One strategy local oil companies can adopt to improve their chances of securing investment dollars is by incorporating renewables as part of their energy mix as investors pull funds away from fossil fuels.

Financing is leaving the oil and gas sector at an alarming rate due to environmental concerns. So, local oil firms are making a case for investments by showing there are renewable options in their energy mix even as they ramp up gas investment as transition fuels.

“You must now put energy mix strategy in your portfolio to brighten your chances of getting investments,” said Chikezie Nwosu, CEO, Waltersmith Petroman Oil Limited, in a presentation at the WIEN & REAN International Women in Energy Symposium.

According to Nwosu, his company is morphing into an integrated energy company relying on gas as a transition fuel to make a case for sustainable operations. Waltersmith has acquired a gas-to-power licence of 3,000mw power and is pursuing a 1,000mw renewable energy project with the United Nations Industrial Development Organisation (UNIDO).

For some local oil and gas companies, this is seen as a game-changing strategy to secure investments. Seplat Petroleum Development Company had said Nigeria should prepare for energy transition with gas as its prime focus and gradually invest more on renewables. It recently secured over $200 million to ramp up gas investment in Nigeria.

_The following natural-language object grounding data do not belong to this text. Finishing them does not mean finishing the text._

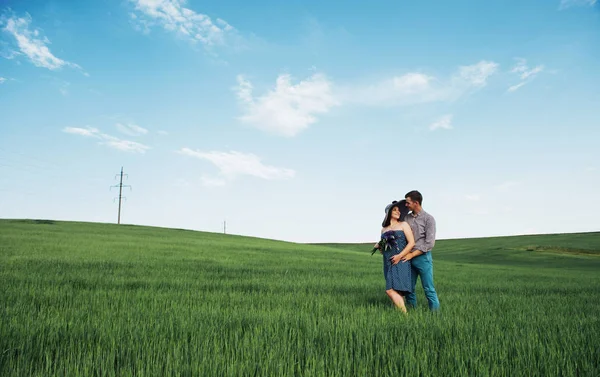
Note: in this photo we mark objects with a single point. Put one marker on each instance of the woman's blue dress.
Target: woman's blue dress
(397, 277)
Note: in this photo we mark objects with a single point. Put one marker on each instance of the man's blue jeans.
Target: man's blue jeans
(423, 266)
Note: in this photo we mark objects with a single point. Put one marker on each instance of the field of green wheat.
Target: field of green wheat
(81, 299)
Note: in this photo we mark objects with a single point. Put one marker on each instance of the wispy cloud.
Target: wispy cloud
(524, 72)
(108, 140)
(564, 4)
(418, 87)
(32, 44)
(288, 108)
(173, 16)
(233, 164)
(444, 123)
(212, 182)
(131, 129)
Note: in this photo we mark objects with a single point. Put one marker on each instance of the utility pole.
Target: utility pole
(121, 197)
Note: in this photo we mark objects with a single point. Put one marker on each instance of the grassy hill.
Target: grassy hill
(88, 299)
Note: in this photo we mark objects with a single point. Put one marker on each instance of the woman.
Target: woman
(400, 241)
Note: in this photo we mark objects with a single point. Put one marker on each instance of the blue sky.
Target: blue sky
(300, 121)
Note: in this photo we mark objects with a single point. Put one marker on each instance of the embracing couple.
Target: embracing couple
(406, 243)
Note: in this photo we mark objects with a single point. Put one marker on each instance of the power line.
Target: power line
(120, 186)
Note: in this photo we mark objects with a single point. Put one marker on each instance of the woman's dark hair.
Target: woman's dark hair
(403, 212)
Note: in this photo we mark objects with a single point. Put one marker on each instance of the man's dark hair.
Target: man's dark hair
(415, 196)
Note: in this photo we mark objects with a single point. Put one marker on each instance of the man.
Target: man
(423, 227)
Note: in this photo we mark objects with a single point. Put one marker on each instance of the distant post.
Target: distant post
(121, 197)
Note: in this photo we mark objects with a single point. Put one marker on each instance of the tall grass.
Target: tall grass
(101, 300)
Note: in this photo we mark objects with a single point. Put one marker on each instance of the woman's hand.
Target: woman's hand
(407, 257)
(395, 259)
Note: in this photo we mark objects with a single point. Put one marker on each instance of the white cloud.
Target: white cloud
(564, 4)
(124, 145)
(212, 182)
(516, 87)
(476, 75)
(108, 140)
(89, 131)
(444, 123)
(173, 16)
(234, 164)
(288, 108)
(131, 129)
(524, 72)
(416, 87)
(33, 45)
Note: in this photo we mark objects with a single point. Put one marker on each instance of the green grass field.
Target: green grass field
(80, 299)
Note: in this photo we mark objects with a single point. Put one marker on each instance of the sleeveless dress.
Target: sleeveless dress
(397, 277)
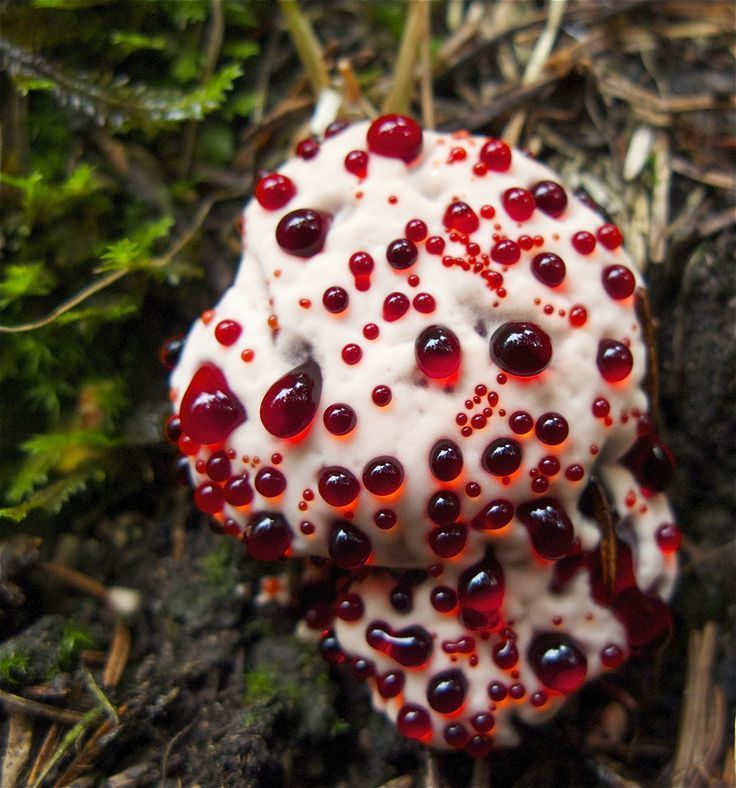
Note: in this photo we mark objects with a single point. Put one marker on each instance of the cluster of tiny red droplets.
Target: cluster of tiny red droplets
(519, 447)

Financing from financial institutions is drying up. Bank loans to the energy sector constitute a big size of their non-performing loans, haemorrhaging appetite for further lending.

Multilateral organisations, developmental agencies, and private equity firms are unwilling to provide lending for oil and gas projects as shareholders are increasingly demanding to fund cleaner fuels.

To date, over 100 globally significant financial institutions have announced their divestment from coal, according to a study by the Institute for Energy Economics and Financial Analysis (EEFA), a US non-profit think tank.

“Now they’re leaving other fossil fuels including oil, LNG, fossil gas, oil sands, and arctic drilling,” said analysts at EEFA.

Recently, the New York State’s pension fund, one of the world’s largest and most influential investor with $226 billion in assets, said it will drop many of its fossil fuel stocks in the next five years and sell its shares in other companies that contribute to global warming by 2040.

Many funds have also committed to reducing their fossil fuel exposure to align with the Paris Agreement’s emissions reduction target of 1.5 – 2.0° Celsius.

Significant investors are divesting from oil sands exploration, production, transport and processing, and also arctic oil and gas projects over concerns of carbon emissions.

These investors are increasingly aligning their portfolios with the emission reduction goals of the Paris Agreement.

To extract oil, oil and gas companies burn the fossil fuel ‘natural’ gas to generate enough heat and steam to melt the oil out of the sand. Some five barrels of water are needed to produce a single barrel of oil, according to EEFA.

Even big oil companies are grasping the reality that this is a world where energy is in transition. For example, energy giant BP says it will cut its fossil fuel production by 40 percent by 2030, while its refining output will decline about 30 percent.

Royal Dutch Shell months ago said it was gutting 10 percent of its workforce as part of efforts towards low-carbon energy, and was funding an off-grid energy investment firm, All On, in Nigeria to ramp up energy access for underserved communities.